Impeachment proceedings are underway, but Blagojevich is holding on to power and claiming he did nothing wrong. He even named Obama's replacement on Wednesday, though his lawyer Ed Genson said less than two weeks earlier that he would not do so.

"It's almost as if he's disconnected from reality," said Philip Molfese, Chicago political consultant and president of Grainger Terry, Inc. "He's very defiant, and his own allies have sort of run for the hills."

Worst Political Leak: McCain Camp Turns on Palin

Signs of disunity in the McCain camp started to accelerate after Politico.com published a report saying the Republican National Committee had spent more than $150,000 to clothe and accessorize Palin and her family after McCain picked to her to be his running mate.

The article was followed by claims from within the McCain camp that Palin was a "diva" and a "whack job" and was "going rogue." Newsweek quoted one aide describing the wardrobe spree as "Wasilla hillbillies looting Neiman Marcus from coast to coast."

The recriminations lasted up to and through Election Day, and they are given partial credit for the losing campaign. Aides also told FOX News that officials had serious doubts about Palin's preparedness, in part because she supposedly did not realize that Africa was a continent and not a country, and that she could not name the three nations that had signed the North American Free Trade Agreement.

Hull called the leaks, which Palin brushed off, the mark of a "circular firing squad." He said they "signaled a sense of disunity within the campaign and a certain sense of either disloyalty ... or a lack of respect for the campaign."

Best Political Photo Op: Big Three CEOs in Hybrids

The heads of the Big Three automakers were blasted after they flew to Washington in private jets in November to request billions of dollars in taxpayer bailouts at congressional hearings.

So during the next round of appeals, the CEOs wanted lawmakers on Capitol Hill to know they had learned their lesson. What followed was one of the most drawn-out photo ops of the year, as the heads of General Motors, Chrysler and Ford drove fuel-efficient company cars from Detroit to the nation's capital.

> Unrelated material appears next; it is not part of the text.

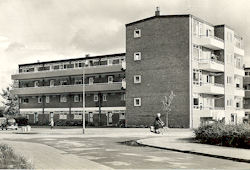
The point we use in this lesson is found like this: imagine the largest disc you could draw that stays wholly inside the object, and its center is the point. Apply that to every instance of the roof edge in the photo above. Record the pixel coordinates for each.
(73, 59)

Richard Wagoner of GM drove a Chevy Volt; Ford's Alan Mullaly navigated a Ford Escape Hybrid; and Chrysler's Bob Nardelli took an electric-powered Jeep.

Camera crews jockeyed to film the automakers as they arrived to testify in what were supposed to be models of their innovation but ended up looking more like symbols of desperation. The very public act of contrition wooed the House but failed to convince the Senate, which killed the bailout. Ultimately, the Bush administration stepped in and offered GM and Chrysler $17 billion in loans.

Best Political Theater:  Ron Paul's 'Counter Convention' at the GOP National Convention 

Texas Rep. Ron Paul was in top contention with Ohio Rep. Dennis Kucinich for gadfly of the campaign trail. But while Kucinich eventually dropped his primary bid, re-entered the fold of the Democrats and gave a lively address at his party's national convention, Paul never quite assimilated with the Republicans.

So while the Republicans held their national convention in St. Paul in early September, Paul staged his own counter-convention down the road in Minneapolis. He said he felt "slighted" by the organizers of the main event, since they gave him "second class" access and denied him a speaking role.

Paul's convention had all the trappings of the real thing, plus a hard rock band paying anthems for Paul and libertarian-laced rhetoric. Mock delegations from all the states assembled on the floor of the Target Center, and guest speakers filled the program.

With more than 10,000 Paul supporters in the mix, the rally almost seemed more enthusiastic than the big show in St. Paul. That may have been because Paul held his counter-convention right after the GOP canceled most activities on the opening day of the Republican National Convention, as Hurricane Gustav bore down on the Gulf Coast.